The music of UC Berkeley composition faculty member Olly Wilson is one of our picks for a Juneteenth listening party.

Juneteenth arrives this Friday and will almost certainly be commemorated with more marches in the never-ending pursuit of justice for African Americans and all people of color. Here are a few bits of listening to memorialize the day and this time, as well as a reminder of some seminal musicians who, among many others, have built an American musical identity.

We begin with a full opera, We Shall Not Be Moved, music by Daniel Roumain, libretto by Marc Bamouthi Joseph, and directed by Bill T. Jones. It’s about teens discovering the house of the MOVE organization, destroyed in a police bombing that also set surrounding buildings afire.  Philadelphia Opera presented this piece in 2017.

Oakland Symphony partnered with its Chorus, youth orchestra, and its MUSE education program in this version of Bill Withers’s classic “Lean on Me.”

The Color of Music Festival in Charleston, South Carolina produced this video with an excerpt of their performance of William Grant Still’s Symphony No. 1, “Afro-American” with a montage at the end.

Former UC Berkeley composition faculty member Olly Wilson was a genuinely great, if overlooked composer whose resolutely modernist musical language was tied to an encyclopedic knowledge of jazz and the black music of his time. His “If We Must Die,” from the song cycle Visions and Truth is raw with emotion and this performance by the New Black Repertory Orchestra, with Donnie Ray Albert, baritone soloist, captured on Albany Records does it full justice.

Muhal Richard Abrams died in 2017 and was an exceptionally gifted pioneer in jazz and experimental music. While I would recommend his breakthrough 1968 Levels and Degrees of Light, I thought a more gentle and topical piece might be his solo Peace on You.

There is a fine documentary of Nina Simone on Netflix right now. Look that one up, but in the meantime, here is video of her singing “Wish I Knew (What It Means to be Free).”

On Friday, you can tune in and participate in a performance of Pauline Oliveros’s groundbreaking Heart Chant.

And for the grand finale, here is Oscar Peterson and his trio performing Hymn to Freedom.

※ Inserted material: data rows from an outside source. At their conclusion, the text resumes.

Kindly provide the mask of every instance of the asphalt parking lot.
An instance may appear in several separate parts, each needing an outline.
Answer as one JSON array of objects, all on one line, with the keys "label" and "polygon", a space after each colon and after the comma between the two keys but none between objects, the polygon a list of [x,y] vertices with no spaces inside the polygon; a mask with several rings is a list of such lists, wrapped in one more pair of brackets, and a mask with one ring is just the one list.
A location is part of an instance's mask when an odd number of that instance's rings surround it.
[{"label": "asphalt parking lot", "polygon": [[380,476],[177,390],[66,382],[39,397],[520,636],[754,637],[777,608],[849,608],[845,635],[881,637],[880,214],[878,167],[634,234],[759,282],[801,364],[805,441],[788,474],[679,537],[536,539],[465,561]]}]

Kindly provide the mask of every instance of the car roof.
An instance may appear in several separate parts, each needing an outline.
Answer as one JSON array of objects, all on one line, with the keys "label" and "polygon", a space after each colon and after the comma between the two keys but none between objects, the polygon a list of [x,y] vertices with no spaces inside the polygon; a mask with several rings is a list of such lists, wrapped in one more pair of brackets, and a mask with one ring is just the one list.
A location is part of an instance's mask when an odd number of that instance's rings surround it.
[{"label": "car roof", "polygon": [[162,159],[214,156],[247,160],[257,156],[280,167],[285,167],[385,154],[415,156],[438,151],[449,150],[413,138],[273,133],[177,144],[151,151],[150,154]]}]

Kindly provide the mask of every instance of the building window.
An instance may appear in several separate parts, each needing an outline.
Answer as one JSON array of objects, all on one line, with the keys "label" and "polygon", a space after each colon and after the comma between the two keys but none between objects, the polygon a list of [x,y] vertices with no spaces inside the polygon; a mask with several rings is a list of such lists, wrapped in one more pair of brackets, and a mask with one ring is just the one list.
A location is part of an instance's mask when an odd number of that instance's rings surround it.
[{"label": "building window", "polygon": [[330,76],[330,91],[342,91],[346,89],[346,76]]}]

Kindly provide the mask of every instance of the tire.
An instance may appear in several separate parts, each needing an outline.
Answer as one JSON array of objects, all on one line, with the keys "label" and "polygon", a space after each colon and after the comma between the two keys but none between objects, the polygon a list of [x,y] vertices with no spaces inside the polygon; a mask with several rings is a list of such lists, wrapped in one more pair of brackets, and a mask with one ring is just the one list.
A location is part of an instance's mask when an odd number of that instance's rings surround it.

I just found this on YouTube and you have to hear it. This is The Aeolians of Oakwood University, Huntsville, Alabama  under their inspirational director Jason Max Ferdinand. It's just a 30-minute concert for the American Choral Directors Association meeting,, but for stylistic range, attention to detail, and emotional uplift, it's a full meal. It helps that they're joined on one number by Cedric Dent, an alum and a founding member of the amazing vocal group Take 6, but this is a great college choir and the selection of music and the performances are as fresh now, as they were on Feb. 22, 2019 at the Kauffmann Center for the Arts.